Do u mean $$2^{2x}$$?

6. Oct 27, 2004

T@P

no. for example 3^5 = 3^4 *3 (adding exponents) so it would be (2) * (2^x)

7. Oct 27, 2004

T@P

actually how do you write things nicely here? im making everyone confused with my poor notation and my test failed :(

8. Oct 27, 2004

Its called latex. To end a sentence in a latex form u have to type [/tex] and to start u have to type $$Click on quote to see how on the bottom right hand corner of a post to see how people use latex 9. Oct 27, 2004 footprints I don't really get what u mean from this sentence onwards (2^x) * (2+1) = 9 but i'll just show u what i can do for this equation so far. I stuck after i get this $$2^{2x} \cdot 2 = 3^2$$ 10. Oct 27, 2004 T@P thanks alot for the LaTex help :) anyway you agree that $$2^3 \cdot 2 = 2^4$$ im not trying to sound too obvious but this is essentially adding the exponents. This is simply $$2^{x} \cdot 2 + 2^{x} = 9$$ or by pulling out $$2^{x}$$ it is $$2^{x} \cdot (3 + 1) = 9$$ $$2^{x} = 3$$ generally, log (x^y) = ylog(x) this is basic rule that is always true regardless of the base or anything. in our case, by taking the logarithm of both sides to get linear equation in the form [tex} a \cdot x = b$$

so by taking both sides base 2, you get that x = log(2) base 3 (i dont know the latex for this)

anyway another basic rule i used here was that
log (x) base x = 1
this can be intuitively seen as the answer to the question, "what power do i raise x to to get x".

the answer is one, since $$x^1 = x$$

hope that helps...

i also hope i didnt mess up the latex...

11. Oct 27, 2004

T@P

aside from a few typos pretty good for a first try if i may say so myself :)

12. Oct 27, 2004

T@P

sorry in one equation i miswrote it it actually is $$2^x \cdot (2 + 1) = 9$$ not (3 + 1) sorry

13. Oct 27, 2004

footprints

Oops i made a mistake it isn't $$2^{2x} \cdot 2 = 3^2$$.
$$x = log_2{3}$$

Last edited: Oct 28, 2004
14. Oct 27, 2004

vsage

I'm not sure what "lg" means so I will assume that is a base 10 logarithm.
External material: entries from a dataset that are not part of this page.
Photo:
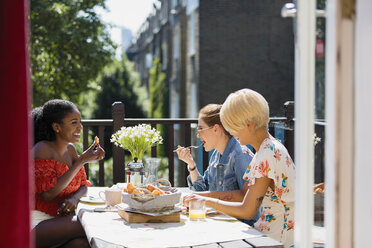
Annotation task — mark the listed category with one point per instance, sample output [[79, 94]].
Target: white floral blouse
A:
[[273, 161]]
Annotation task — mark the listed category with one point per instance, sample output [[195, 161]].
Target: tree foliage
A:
[[69, 47], [159, 100]]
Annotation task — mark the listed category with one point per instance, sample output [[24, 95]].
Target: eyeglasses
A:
[[200, 129]]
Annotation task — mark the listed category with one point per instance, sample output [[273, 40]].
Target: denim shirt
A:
[[226, 173]]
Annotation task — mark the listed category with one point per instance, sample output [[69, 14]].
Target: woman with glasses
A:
[[228, 161], [270, 176]]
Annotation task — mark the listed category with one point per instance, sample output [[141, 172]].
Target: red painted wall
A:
[[15, 133]]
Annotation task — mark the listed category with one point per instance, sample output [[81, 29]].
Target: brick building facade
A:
[[210, 48]]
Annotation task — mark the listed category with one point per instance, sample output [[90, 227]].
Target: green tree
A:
[[119, 82], [159, 93], [69, 47], [159, 99]]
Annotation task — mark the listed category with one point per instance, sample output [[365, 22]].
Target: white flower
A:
[[137, 139]]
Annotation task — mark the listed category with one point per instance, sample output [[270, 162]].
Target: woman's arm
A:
[[89, 155], [184, 154], [245, 209]]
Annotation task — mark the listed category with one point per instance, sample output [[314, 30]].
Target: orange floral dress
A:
[[277, 219], [47, 171]]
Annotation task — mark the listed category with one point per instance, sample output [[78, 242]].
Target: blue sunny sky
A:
[[126, 13]]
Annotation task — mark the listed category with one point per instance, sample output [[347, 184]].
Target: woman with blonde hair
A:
[[228, 162], [270, 175]]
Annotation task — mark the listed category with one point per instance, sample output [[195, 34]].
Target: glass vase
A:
[[152, 170]]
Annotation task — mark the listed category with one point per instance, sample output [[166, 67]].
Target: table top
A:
[[108, 229]]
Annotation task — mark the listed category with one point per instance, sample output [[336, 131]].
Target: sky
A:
[[126, 13]]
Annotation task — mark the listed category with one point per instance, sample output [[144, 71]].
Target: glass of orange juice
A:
[[197, 210]]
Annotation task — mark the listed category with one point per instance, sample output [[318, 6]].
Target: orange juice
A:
[[196, 214]]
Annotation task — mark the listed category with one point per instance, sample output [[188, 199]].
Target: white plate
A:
[[91, 199]]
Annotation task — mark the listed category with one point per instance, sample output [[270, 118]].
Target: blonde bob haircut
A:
[[242, 106]]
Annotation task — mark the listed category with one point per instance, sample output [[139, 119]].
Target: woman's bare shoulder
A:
[[43, 150]]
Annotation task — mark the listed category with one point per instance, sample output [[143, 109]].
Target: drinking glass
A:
[[151, 170]]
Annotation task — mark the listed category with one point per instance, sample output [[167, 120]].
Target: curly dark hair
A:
[[210, 114], [53, 111]]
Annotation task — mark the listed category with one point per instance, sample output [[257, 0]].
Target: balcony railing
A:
[[280, 127]]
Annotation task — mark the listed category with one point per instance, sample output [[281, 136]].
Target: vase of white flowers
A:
[[136, 140]]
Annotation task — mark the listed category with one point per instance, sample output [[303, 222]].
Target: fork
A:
[[188, 147]]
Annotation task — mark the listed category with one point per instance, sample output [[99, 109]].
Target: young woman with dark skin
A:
[[270, 176], [60, 179]]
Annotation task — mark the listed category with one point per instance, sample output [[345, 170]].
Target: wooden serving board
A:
[[142, 218]]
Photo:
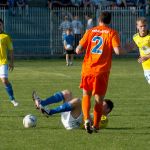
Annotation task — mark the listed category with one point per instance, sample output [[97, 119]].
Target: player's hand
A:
[[142, 59], [11, 67]]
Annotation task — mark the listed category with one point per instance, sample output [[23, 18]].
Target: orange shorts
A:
[[95, 84]]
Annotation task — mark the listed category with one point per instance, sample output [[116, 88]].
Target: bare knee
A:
[[67, 95], [98, 98], [5, 81]]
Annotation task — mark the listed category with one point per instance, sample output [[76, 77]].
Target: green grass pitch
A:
[[129, 123]]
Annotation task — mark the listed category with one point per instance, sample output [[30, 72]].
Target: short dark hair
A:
[[105, 17], [1, 21], [110, 104]]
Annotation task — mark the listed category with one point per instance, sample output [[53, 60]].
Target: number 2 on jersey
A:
[[99, 43]]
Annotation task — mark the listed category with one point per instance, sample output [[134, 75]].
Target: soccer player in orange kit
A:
[[98, 43]]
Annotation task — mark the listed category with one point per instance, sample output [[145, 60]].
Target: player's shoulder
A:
[[4, 35], [135, 35]]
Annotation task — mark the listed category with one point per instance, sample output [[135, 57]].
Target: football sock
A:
[[57, 97], [86, 105], [97, 114], [10, 92], [62, 108]]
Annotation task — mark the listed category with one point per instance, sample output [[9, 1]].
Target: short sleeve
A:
[[84, 40], [115, 40], [9, 43]]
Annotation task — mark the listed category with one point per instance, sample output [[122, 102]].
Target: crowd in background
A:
[[143, 4]]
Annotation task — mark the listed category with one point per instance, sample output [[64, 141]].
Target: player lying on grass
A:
[[141, 41], [71, 111]]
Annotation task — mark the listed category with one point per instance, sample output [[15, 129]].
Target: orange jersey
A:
[[98, 43]]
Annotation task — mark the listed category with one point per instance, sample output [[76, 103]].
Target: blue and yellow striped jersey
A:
[[143, 44], [5, 45]]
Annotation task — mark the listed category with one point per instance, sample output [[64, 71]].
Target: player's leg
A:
[[147, 75], [67, 105], [65, 95], [76, 107], [87, 85], [99, 90], [55, 98], [97, 112], [71, 59], [67, 59], [86, 105], [7, 84]]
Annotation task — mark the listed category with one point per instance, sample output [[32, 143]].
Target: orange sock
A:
[[97, 114], [86, 105]]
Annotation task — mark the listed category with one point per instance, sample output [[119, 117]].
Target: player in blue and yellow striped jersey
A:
[[70, 109], [6, 47], [142, 41]]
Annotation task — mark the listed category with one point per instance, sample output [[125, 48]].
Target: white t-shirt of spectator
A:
[[65, 25], [89, 24], [77, 26]]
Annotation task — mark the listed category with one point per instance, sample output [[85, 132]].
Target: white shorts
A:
[[69, 122], [147, 75], [4, 71]]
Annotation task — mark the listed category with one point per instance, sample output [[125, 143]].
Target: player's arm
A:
[[131, 46], [65, 44], [141, 59], [79, 49], [82, 44], [11, 53], [11, 62], [118, 49]]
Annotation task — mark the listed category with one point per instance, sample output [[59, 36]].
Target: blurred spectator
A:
[[148, 7], [87, 3], [89, 19], [76, 3], [11, 4], [22, 4], [121, 3], [77, 29], [49, 3], [3, 3], [58, 3], [65, 25], [69, 46]]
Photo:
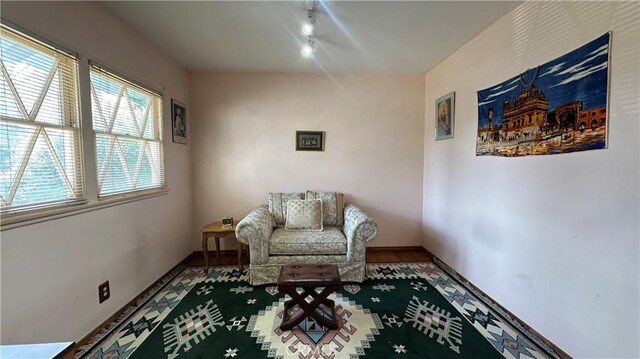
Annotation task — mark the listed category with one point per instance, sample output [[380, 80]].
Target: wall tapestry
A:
[[557, 107]]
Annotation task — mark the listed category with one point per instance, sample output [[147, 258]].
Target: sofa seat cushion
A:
[[330, 241]]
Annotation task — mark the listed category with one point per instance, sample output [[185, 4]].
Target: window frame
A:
[[91, 200], [138, 85], [72, 112]]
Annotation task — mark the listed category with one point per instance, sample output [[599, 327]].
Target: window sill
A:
[[33, 217]]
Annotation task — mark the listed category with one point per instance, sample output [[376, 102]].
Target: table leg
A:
[[205, 251], [240, 256], [218, 249]]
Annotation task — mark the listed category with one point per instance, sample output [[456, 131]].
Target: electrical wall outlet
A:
[[104, 292]]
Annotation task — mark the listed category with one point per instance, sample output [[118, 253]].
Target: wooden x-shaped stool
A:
[[309, 278]]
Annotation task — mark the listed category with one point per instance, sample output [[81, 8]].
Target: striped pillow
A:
[[332, 206], [278, 204]]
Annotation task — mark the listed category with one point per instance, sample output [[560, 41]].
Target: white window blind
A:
[[40, 144], [127, 121]]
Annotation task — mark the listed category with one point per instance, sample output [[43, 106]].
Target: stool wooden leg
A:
[[218, 249], [205, 251], [240, 256]]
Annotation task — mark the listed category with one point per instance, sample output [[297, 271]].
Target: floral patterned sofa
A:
[[346, 231]]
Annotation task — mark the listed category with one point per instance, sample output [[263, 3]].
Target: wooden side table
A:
[[311, 278], [218, 231]]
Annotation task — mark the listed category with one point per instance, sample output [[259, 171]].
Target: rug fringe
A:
[[516, 324], [88, 348]]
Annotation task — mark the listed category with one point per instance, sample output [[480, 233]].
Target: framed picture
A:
[[309, 141], [445, 113], [178, 122]]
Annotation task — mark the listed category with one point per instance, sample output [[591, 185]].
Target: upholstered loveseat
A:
[[345, 231]]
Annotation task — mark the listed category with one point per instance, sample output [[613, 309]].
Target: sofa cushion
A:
[[329, 241], [332, 206], [278, 204], [304, 215]]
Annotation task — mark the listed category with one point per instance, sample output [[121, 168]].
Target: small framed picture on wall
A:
[[178, 122], [445, 112], [309, 141]]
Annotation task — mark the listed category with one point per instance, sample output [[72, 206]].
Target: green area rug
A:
[[401, 310]]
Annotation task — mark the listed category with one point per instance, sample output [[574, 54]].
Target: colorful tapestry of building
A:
[[558, 107]]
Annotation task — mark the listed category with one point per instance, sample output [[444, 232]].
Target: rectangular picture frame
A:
[[309, 141], [178, 122], [445, 116]]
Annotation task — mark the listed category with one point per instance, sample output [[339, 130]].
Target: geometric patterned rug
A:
[[406, 310]]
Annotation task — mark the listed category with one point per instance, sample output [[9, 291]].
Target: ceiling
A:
[[350, 36]]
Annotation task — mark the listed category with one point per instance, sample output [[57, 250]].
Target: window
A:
[[40, 144], [128, 134]]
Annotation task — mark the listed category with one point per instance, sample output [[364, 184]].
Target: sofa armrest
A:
[[359, 229], [255, 230]]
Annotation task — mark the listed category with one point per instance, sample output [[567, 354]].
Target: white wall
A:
[[50, 271], [552, 238], [244, 128]]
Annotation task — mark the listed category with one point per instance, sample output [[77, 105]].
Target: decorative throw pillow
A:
[[278, 204], [304, 215], [332, 206]]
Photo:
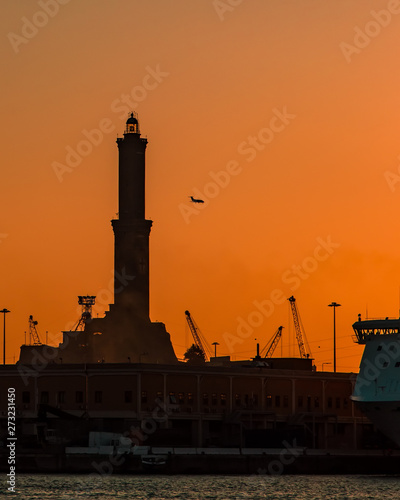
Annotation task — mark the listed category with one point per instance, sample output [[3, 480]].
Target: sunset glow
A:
[[283, 116]]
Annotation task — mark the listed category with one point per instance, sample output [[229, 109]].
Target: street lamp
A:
[[334, 305], [4, 311], [215, 348]]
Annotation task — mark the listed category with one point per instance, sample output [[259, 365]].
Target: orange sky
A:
[[207, 80]]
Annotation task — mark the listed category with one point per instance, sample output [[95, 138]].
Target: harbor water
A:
[[118, 487]]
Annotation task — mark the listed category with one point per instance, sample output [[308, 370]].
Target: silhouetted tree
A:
[[194, 355]]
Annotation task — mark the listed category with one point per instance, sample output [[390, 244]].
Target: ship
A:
[[377, 388]]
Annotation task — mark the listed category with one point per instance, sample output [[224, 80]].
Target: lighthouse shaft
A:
[[131, 229]]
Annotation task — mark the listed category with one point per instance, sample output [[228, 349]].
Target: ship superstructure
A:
[[377, 389]]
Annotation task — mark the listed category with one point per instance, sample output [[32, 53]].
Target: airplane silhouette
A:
[[194, 200]]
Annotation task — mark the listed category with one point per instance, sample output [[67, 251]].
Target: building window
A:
[[44, 397]]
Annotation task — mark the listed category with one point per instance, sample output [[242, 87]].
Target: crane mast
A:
[[198, 338], [298, 329], [271, 345]]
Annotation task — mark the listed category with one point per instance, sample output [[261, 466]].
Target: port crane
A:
[[33, 333], [199, 339], [299, 329], [271, 345]]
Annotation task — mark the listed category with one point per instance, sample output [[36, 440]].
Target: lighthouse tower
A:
[[126, 334], [132, 229]]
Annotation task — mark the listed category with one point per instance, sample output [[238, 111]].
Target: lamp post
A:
[[4, 311], [334, 305], [215, 348]]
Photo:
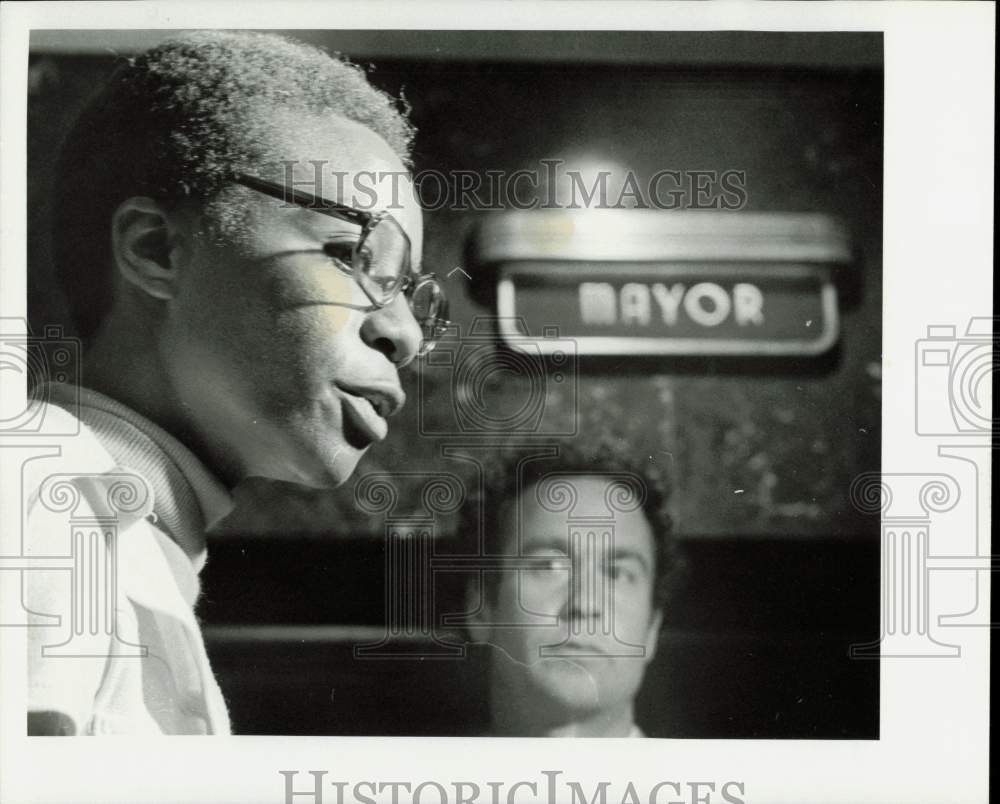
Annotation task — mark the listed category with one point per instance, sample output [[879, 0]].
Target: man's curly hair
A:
[[174, 122], [518, 469]]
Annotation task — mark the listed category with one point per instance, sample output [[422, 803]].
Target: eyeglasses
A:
[[378, 258]]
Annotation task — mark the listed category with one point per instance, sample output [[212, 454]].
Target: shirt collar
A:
[[188, 499]]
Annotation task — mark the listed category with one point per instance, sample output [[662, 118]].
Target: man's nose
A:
[[393, 331], [588, 593]]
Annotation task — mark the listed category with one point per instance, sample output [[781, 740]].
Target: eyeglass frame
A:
[[410, 281]]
Consider What "1" is expressed as a base 10 logarithm. You know that log(a) + log(b) = log(ab) so I would start there in solving the second one. The rest should follow fairly easily.

Edit they made a typo above. It should be 2^x(2+1)

Last edited by a moderator: Oct 28, 2004
15. Oct 28, 2004

footprints

So the correct equation is $$2^x (2+1) = 3^2$$
Then i take $$log_2$$ of both sides.
$$x log_2{2} + log_2{(2+1)} = 2 log_2{3}$$
Right?
Got a feeling i did somethin wrong

16. Oct 28, 2004

Muzza

Why don't you just divide both sides with 3?

17. Oct 28, 2004

footprints

Oh never mind. I just solved both. Thanks for sharing.

18. Oct 28, 2004

T@P

yes you did do it right on the previous page. Hope i helped you out somewhat :)

19. Oct 28, 2004

footprints

Oh u did help in some way. Its just that i did it another way. I let $$y = 2^x$$ then solve from there.